We need security!

  • It looks like nobody has given any attention at all to security!

    In the setup guide (http://docs.tingbot.com/guides/setup/), please provide instructions, and mention that it is CRUCIAL, to immediately change the password for the pi user from raspberry into something sensible.

    Next, Tide includes the tingbot.key that can be used to SSH into ANY tinbot that has not removed the key from /home/pi/.ssh/authorized_keys this key is not even limited to some kind of tool just for installing tingbot apps.

    Finally, why, oh why, do all tingapps run as root???! (That's not a question, fix it!)


    1. Find the IP address of your Tingbot using Tide (dropdownmenu in the top right), Let's say the IP is Below, replace with the IP of your Tingbot.

    2. SSH into your Tingbot, password is "raspberry" (without the quotes):
      ssh pi@

    3. Change the password:
      (type old password "raspberry", think of a new password, enter it twice)

    4. Change the default SSH key, on your Mac, generate a new keypair:
      cd /Applications/Tide.app/Contents/Resources/vendor/tide-packages/tbtool
      (it asks for a filename, type: "tingbot.key" (without the quotes), overwrite yes)

    5. Copy the contents of the file tingbot.key.pub to the tingbot as /home/pi/.ssh/authorized_keys overwriting the old one.

    I guess now your tingbot is somewhat secure... Have fun not being hacked!

    If you did not understand these instructions, DEMAND that the Tingbot OS will be secured, as the current state is UNACCEPTABLE. Do not accept excuses like "you will be behind a NAT anyway".

  • Core team

    Hi tader

    I think you make some good points, but first I'd like to discuss some of the design philosophies behind Tingbot.

    When we started work on Tingbot, our ambition was to create a platform that removes as much friction as possible from the joy of creating with software. We built this platform on top of Linux, which is great we can build on/ the work of the great Raspberry Pi community.

    Linux, however, has some different design goal. Being primarily a server OS, security is paramount, and it also brings a lot of stuff from the UNIX world (multiple users, permission model).


    • Yes, Tingbot is accessible to anyone on the local network, without a password. This is what we wanted, because we wanted to make a device that’s easy to use.

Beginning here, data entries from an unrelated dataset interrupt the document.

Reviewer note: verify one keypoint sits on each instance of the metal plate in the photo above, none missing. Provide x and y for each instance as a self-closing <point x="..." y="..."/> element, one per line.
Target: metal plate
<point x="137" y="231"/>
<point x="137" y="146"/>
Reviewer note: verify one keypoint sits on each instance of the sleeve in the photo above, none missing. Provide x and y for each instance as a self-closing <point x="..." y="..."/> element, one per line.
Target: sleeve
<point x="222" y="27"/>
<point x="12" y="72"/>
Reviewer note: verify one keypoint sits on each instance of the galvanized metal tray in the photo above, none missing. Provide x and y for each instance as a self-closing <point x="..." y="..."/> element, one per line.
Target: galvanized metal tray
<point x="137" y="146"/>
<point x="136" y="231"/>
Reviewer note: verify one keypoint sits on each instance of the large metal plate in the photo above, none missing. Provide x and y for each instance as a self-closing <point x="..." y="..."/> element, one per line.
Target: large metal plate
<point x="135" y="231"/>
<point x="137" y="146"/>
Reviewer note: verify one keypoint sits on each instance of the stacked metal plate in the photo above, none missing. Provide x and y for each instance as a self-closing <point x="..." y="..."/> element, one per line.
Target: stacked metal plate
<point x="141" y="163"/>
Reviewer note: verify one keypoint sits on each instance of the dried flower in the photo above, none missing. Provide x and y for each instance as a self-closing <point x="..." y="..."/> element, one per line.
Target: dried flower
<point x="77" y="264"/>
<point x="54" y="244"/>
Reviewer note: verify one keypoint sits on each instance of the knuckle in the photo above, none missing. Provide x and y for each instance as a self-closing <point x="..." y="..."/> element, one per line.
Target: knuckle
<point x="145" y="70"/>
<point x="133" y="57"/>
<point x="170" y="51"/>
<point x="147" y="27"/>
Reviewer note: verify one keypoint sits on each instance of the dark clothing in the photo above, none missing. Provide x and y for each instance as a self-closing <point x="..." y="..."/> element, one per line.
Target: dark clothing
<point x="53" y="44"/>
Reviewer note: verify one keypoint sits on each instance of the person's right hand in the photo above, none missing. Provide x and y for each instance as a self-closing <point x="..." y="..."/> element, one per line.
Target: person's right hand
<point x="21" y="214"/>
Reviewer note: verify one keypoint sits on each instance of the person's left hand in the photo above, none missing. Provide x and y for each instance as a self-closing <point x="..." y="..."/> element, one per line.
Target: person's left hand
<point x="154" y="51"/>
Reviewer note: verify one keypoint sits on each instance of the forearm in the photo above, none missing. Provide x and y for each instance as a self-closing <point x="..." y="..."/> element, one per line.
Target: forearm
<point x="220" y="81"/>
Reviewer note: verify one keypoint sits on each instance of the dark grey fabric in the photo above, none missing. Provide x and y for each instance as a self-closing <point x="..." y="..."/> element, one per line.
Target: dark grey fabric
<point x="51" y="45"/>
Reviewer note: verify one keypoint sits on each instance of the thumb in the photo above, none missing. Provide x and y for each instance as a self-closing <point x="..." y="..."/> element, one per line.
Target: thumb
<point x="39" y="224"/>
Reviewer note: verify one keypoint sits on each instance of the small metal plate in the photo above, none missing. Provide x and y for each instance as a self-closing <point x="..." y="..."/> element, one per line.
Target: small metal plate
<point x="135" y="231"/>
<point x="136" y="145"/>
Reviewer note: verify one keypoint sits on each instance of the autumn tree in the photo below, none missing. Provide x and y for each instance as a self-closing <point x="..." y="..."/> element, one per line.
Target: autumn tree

      Tingbot works more like a Sonos, or a Chromecast. You don’t require a password to play music on Sonos speakers, once you're on the network. Most people have secure Wifi these days, and NAT prevents traffic from the internet, so I think this is a reasonable default. (and FWIW, all Raspberry Pis ship like this, with their password as 'raspberry').

      But, all networks are different, so I'm now considering adding some other auth methods so the Tingbots can be more locked down, at the user's discretion.

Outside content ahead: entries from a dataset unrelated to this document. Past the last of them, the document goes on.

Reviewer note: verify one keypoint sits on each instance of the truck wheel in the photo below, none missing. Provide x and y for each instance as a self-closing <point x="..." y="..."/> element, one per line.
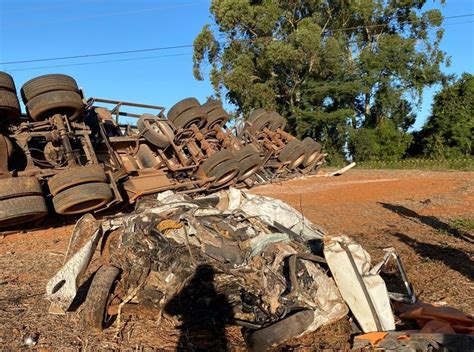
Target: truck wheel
<point x="248" y="166"/>
<point x="76" y="176"/>
<point x="285" y="329"/>
<point x="217" y="116"/>
<point x="94" y="312"/>
<point x="158" y="133"/>
<point x="182" y="106"/>
<point x="19" y="186"/>
<point x="61" y="102"/>
<point x="9" y="105"/>
<point x="82" y="198"/>
<point x="193" y="116"/>
<point x="47" y="83"/>
<point x="6" y="82"/>
<point x="22" y="209"/>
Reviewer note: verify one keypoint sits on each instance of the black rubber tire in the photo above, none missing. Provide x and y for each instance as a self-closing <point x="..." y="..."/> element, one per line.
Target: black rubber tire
<point x="193" y="116"/>
<point x="6" y="82"/>
<point x="275" y="334"/>
<point x="13" y="187"/>
<point x="255" y="114"/>
<point x="82" y="198"/>
<point x="260" y="123"/>
<point x="47" y="83"/>
<point x="211" y="105"/>
<point x="248" y="166"/>
<point x="95" y="307"/>
<point x="9" y="105"/>
<point x="245" y="152"/>
<point x="19" y="210"/>
<point x="182" y="106"/>
<point x="224" y="173"/>
<point x="279" y="122"/>
<point x="215" y="159"/>
<point x="76" y="176"/>
<point x="217" y="117"/>
<point x="62" y="102"/>
<point x="158" y="133"/>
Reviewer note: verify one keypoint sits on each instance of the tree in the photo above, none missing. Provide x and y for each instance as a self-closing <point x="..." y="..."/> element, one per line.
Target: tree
<point x="449" y="131"/>
<point x="329" y="66"/>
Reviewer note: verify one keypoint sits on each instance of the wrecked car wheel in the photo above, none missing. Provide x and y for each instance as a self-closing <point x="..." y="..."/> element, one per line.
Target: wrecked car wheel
<point x="157" y="132"/>
<point x="82" y="198"/>
<point x="275" y="334"/>
<point x="292" y="153"/>
<point x="94" y="313"/>
<point x="182" y="106"/>
<point x="47" y="83"/>
<point x="47" y="104"/>
<point x="19" y="210"/>
<point x="76" y="176"/>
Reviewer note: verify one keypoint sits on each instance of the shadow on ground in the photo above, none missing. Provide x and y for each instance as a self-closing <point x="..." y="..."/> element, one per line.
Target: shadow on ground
<point x="431" y="221"/>
<point x="455" y="258"/>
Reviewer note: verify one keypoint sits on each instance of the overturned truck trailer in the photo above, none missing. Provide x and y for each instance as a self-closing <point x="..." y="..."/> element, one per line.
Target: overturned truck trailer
<point x="73" y="155"/>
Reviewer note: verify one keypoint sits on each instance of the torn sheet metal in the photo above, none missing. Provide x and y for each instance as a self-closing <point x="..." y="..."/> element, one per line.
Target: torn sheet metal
<point x="365" y="293"/>
<point x="62" y="287"/>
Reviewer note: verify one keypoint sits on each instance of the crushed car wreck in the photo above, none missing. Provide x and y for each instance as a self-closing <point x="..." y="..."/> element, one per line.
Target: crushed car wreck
<point x="232" y="258"/>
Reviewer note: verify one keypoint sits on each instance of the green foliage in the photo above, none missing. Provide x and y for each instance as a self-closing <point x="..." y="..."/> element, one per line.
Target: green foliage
<point x="331" y="67"/>
<point x="449" y="131"/>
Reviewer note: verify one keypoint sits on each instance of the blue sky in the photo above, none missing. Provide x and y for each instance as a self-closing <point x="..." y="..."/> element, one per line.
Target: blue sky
<point x="41" y="29"/>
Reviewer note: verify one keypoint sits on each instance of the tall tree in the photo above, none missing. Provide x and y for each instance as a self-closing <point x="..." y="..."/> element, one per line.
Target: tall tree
<point x="329" y="66"/>
<point x="449" y="131"/>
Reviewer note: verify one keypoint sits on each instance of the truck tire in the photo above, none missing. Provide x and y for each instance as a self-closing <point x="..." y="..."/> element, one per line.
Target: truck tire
<point x="61" y="102"/>
<point x="6" y="82"/>
<point x="217" y="116"/>
<point x="157" y="132"/>
<point x="22" y="209"/>
<point x="193" y="116"/>
<point x="13" y="187"/>
<point x="248" y="166"/>
<point x="182" y="106"/>
<point x="82" y="198"/>
<point x="95" y="307"/>
<point x="9" y="105"/>
<point x="47" y="83"/>
<point x="76" y="176"/>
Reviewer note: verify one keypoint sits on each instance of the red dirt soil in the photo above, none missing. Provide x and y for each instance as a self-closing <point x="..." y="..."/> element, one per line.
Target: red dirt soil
<point x="409" y="210"/>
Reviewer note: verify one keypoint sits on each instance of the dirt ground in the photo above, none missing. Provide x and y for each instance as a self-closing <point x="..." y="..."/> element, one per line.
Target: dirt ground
<point x="420" y="213"/>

    • The apps run as root.

      The Unix permission model doesn't make sense on an embedded system. It would be silly to need 'sudo' to write to a pin on Arduino. 'Permission denied' really trips up and frustrates beginners. If you own a device, you shouldn’t have to argue with it to get it to do what you want.

      The upside of 'root' is never limiting users with ‘permission denied’, the downside is the possibility that you might write a program that hoses your SD card, in which case you can reflash it and reinstall your apps, which are still on your PC. I think it's a good trade-off!

    Sorry if that got a bit rambly. I realise that security can be a hot topic, but hopefully this will give you some idea of where we're coming from!